An attempt to block the narrow waterway between Iran and Oman could have profound consequences for the global economy. Some 20 million barrels per day of crude oil, or 20% of global consumption, flowed through the strait in 2024, according to the Energy Information Administration.
Oil prices could shoot above $100 per barrel if the strait is closed for a prolonged period, according to Goldman Sachs and consulting firm Rapidan Energy. JPMorgan analysts view the risk of Iran closing Hormuz as low because the U.S. would view such a move as a declaration of war.
Rubio said it would be “economic suicide” for Iran to close the strait because the Islamic Republic’s oil also passes through the waterway. Iran is the third-largest oil producer in OPEC, pumping 3.3 million barrels per day. It exports at least 1.6 million bpd, with nearly 80% sold to China, according to the EIA.
The U.S. retains options to deal with Iran trying to close strait, the U.S. secretary of state said.
“It would hurt other countries’ economies a lot worse than ours,” Rubio said. “It would be, I think, a massive escalation that would merit a response, not just by us, but from others.”
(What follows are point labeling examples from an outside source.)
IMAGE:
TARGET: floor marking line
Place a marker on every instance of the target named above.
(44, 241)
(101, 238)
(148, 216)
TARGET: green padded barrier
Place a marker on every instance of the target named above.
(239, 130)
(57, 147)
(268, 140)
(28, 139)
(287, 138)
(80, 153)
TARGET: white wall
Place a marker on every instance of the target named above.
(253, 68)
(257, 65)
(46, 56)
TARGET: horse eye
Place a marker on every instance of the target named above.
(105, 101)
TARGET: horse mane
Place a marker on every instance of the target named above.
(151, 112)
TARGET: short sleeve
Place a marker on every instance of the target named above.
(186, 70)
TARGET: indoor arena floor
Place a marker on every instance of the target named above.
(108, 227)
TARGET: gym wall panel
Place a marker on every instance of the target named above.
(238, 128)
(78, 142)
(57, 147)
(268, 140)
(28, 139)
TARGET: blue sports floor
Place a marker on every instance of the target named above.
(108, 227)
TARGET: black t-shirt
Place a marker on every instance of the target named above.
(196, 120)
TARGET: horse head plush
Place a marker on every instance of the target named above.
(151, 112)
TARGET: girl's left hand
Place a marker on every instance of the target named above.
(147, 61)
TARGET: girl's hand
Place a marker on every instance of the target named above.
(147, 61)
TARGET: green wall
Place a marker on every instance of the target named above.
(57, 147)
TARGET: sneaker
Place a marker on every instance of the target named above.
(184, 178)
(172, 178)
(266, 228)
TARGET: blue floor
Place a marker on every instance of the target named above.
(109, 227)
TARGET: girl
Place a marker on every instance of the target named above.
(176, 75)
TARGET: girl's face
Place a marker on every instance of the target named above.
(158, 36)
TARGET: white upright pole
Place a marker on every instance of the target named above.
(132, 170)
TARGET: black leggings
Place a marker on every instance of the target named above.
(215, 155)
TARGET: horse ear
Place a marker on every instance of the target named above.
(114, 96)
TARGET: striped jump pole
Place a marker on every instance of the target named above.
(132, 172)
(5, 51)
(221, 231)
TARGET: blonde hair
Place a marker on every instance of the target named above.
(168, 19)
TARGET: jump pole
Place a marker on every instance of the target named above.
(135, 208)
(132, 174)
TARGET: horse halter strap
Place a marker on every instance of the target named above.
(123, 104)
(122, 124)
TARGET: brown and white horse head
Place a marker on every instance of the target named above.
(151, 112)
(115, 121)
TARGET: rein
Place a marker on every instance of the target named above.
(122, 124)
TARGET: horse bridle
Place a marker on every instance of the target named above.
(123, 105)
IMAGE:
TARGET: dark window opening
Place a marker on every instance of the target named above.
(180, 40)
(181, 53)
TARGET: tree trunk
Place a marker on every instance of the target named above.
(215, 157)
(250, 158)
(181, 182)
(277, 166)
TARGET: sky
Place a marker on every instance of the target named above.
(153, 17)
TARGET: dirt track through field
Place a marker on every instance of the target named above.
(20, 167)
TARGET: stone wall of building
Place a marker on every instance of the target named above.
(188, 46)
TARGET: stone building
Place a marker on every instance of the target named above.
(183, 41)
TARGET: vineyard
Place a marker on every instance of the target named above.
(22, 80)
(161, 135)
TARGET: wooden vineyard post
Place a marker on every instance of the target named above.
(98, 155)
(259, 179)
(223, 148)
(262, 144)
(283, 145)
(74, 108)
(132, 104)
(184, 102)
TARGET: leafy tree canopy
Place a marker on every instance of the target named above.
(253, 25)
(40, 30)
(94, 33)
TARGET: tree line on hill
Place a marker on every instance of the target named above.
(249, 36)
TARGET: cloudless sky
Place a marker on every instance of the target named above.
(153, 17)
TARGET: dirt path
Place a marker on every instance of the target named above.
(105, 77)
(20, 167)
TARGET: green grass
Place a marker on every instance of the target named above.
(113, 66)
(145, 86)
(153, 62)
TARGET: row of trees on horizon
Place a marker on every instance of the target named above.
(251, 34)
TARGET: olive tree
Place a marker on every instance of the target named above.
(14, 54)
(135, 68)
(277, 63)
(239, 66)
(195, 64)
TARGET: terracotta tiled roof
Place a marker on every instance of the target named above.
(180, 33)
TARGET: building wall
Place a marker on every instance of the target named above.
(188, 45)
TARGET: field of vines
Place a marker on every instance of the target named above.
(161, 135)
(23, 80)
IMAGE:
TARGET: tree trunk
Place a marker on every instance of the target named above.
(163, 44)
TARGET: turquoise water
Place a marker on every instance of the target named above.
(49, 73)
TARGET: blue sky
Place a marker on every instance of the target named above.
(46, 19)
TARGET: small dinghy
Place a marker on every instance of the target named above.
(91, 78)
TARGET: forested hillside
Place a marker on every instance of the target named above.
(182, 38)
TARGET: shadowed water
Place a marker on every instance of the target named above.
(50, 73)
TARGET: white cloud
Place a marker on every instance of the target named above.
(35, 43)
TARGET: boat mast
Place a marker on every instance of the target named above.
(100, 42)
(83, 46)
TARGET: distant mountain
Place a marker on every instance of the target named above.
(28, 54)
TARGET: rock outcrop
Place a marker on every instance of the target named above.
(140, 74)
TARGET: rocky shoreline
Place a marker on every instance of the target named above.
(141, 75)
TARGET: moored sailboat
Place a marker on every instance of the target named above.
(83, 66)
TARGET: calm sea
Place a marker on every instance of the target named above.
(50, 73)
The U.S. Fifth Fleet is stationed in Bahrain and tasked with protecting maritime trade in the Persian Gulf. Oil market participants generally believe the U.S. Navy would swiftly vanquish any attempt by Iran to block the Strait of Hormuz. But some analysts warn that the market is underestimating the risk.
“They could disrupt, in our view, shipping through Hormuz by a lot longer than the market thinks,” said Bob McNally, founder of Rapidan Energy and former energy advisor to President George W. Bush.
Shipping could be interrupted for weeks or months, McNally said, rather than the oil market’s view that the U.S. Navy would resolve the situation in hours or days.
The U.S. would ultimately prevail but “it would not be a cakewalk,” McNally told CNBC.